October 20, 2009 - 7am Central time zone
Reviewer: riyaz
It sounds like only if implicit conversion or explicit conversion happens, then it is advisable to
use natural data types.
But in your other threads, you are always recommending to use number data type wherever possible
to get better performance. (But here you are saying, if varchar is compared with varchar, the
performance will be same as number column compared with number column.) In earlier threads, you
said number data type comparison is always faster.
Followup October 22, 2009 - 4pm Central time zone:
... It sounds like only if implicit conversion or explicit conversion happens, then
it is advisable to use natural data types.
...
I don't know what that means?
... But in your other threads, you are always recommending to use number data type
wherever possible to get better performance. ...
where - show me where I said that?
... In earlier threads, you said number data type
comparison is always faster. ...
give me an example please, go for it.
and then we'll see if
a) I said it at all (doesn't sound like me)
b) if I did, what the CONTEXT was - the discussion surrounding the statement.
number vs character comparison
October 21, 2009 - 3am Central time zone
Reviewer: Franky from Europe
Hello,
I think we need to leave Oracle for a moment to get better understanding:
From assembly point of view the comparison of two numbers is simply done by one command which triggers one (!) low level call, while for "strings" one asm command triggers several (!) low level calls because characters in the strings are compared against each other step by step...
How does this affect Oracle performance? The same way.
Today's servers have multiple cores and core clocks in the GHz range, thus this "problem" doesn't show up very often, but if you need to focus on the performance, then use numbers whenever possible.
Tom wrote the following : "but in general, compare a str to a str and it is as fast as comparing a number to a number" which means that (!) in general (!) you don't get problems when you compare strings to strigns since the server CPUs do a very quick job for you. Problems might arrise whenever char or varchar2(2000) "strings" have to be compared million or billion (!) times and the first ~1900 characters are identical. If this happened in a very busy database instance, then you would have a real problem...
Regards,
Franky
Followup October 23, 2009 - 11am Central time zone:
you need to COME ON BACK
you assume that we use native numbers (2 byte, 4 byte integers).
We do not. We use a packed decimal like format in a varying 'string' of 0 to 22 bytes.
Now what?
Please don't leave Oracle - You actually need to come inside and understand how it works!
... but if you need to focus on the performance, then use numbers whenever possible. ...

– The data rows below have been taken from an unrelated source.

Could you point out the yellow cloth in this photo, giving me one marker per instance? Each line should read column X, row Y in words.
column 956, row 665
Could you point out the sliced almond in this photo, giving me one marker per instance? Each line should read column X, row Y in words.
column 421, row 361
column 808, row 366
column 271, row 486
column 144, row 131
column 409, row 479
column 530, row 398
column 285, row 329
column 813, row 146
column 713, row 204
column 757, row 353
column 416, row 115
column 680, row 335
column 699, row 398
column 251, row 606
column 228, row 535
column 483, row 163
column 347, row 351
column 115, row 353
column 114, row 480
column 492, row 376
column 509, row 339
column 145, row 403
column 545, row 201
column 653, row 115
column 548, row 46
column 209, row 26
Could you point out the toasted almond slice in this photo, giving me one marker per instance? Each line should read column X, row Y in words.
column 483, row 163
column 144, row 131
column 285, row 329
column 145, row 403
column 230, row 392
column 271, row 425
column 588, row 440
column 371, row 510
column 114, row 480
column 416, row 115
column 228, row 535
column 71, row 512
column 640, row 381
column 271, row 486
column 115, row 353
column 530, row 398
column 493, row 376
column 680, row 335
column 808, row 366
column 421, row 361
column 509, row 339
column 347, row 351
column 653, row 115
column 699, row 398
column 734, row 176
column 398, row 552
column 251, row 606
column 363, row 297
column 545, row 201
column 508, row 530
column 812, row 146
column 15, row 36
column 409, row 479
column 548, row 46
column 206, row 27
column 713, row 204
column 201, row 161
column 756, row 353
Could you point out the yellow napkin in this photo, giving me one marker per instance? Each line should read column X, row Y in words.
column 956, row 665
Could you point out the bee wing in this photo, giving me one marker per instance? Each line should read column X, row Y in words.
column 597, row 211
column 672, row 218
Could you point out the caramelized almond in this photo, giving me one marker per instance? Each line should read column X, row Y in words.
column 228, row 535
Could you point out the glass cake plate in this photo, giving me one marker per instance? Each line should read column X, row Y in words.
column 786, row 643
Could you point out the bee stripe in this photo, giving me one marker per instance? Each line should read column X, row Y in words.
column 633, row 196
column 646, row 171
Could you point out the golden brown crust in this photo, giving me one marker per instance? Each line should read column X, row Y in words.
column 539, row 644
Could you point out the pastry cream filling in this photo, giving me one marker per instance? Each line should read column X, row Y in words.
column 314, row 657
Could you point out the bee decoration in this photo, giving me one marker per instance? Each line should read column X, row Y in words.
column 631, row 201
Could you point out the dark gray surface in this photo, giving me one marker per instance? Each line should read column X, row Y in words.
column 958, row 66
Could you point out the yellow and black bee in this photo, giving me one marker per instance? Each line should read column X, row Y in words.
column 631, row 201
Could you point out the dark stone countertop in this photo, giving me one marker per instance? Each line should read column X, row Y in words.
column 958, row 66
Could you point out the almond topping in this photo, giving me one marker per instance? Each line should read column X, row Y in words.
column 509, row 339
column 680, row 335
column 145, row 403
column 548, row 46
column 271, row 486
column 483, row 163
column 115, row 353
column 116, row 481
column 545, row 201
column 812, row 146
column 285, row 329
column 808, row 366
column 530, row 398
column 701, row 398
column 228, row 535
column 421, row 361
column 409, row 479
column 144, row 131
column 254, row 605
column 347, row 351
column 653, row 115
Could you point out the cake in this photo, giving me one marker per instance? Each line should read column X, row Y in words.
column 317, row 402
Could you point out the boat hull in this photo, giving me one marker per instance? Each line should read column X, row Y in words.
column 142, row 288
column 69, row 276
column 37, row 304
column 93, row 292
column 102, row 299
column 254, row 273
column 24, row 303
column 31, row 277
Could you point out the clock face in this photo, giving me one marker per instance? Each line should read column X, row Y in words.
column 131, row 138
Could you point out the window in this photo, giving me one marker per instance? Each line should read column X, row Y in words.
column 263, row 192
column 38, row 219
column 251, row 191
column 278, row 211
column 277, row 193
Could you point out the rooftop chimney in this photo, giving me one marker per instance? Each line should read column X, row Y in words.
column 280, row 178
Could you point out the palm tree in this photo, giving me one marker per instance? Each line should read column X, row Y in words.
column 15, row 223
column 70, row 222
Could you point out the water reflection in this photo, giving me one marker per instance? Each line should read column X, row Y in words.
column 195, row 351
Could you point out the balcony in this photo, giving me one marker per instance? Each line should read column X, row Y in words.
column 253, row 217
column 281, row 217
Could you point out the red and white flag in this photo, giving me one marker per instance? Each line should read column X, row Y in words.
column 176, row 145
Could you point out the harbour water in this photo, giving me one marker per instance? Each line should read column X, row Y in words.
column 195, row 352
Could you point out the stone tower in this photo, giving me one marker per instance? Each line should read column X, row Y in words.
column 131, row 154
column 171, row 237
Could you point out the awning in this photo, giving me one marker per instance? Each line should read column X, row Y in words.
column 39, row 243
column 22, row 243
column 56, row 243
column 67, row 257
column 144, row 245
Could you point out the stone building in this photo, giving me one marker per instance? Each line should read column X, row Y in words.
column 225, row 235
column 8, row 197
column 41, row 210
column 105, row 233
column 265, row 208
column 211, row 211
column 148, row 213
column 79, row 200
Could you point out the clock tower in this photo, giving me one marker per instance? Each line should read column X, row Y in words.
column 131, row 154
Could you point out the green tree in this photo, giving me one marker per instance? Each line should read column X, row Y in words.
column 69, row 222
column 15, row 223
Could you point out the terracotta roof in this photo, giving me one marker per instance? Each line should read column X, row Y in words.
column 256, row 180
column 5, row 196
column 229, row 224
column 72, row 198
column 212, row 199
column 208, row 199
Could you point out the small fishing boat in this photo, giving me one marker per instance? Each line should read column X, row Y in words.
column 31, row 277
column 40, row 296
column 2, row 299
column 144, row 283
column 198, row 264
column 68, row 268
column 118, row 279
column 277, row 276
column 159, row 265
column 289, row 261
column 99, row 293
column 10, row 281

not so - not if you know how numbers are really stored in Oracle - 38 digits of precision - you do not get that in a CPU native format.
Not Exactly
October 21, 2009 - 8am Central time zone
Reviewer: djb from Georgia
From assembly point of view the comparison of two numbers is simply done by one command which triggers one (!) low level call, while for "strings" one asm command triggers several (!) low level calls because characters in the strings are compared against each other step by step...
Not exactly. The NUMBER datatype in Oracle is stored as a BCD (Binary Coded Decimal) which is, in effect, a string type. So comparison of a number and a varchar is essentially the same. The only difference is that character data types go through the NLS layer, so that takes a teensy bit longer, but I've found the difference to be negligible.
Not exactly?
October 22, 2009 - 5am Central time zone
Reviewer: Franky from Europe
There is a difference between data storage (on the disk) and data usage of processors.
Example:
decimal: 49
binary : 00110001
BCD : 01001001
I can see no difference between 00110001 xor 00110001 (binary) and 01001001 xor 01001001 (BCD), neither does intel, since their x86 processors use binary (!) instructions for BCD numbers.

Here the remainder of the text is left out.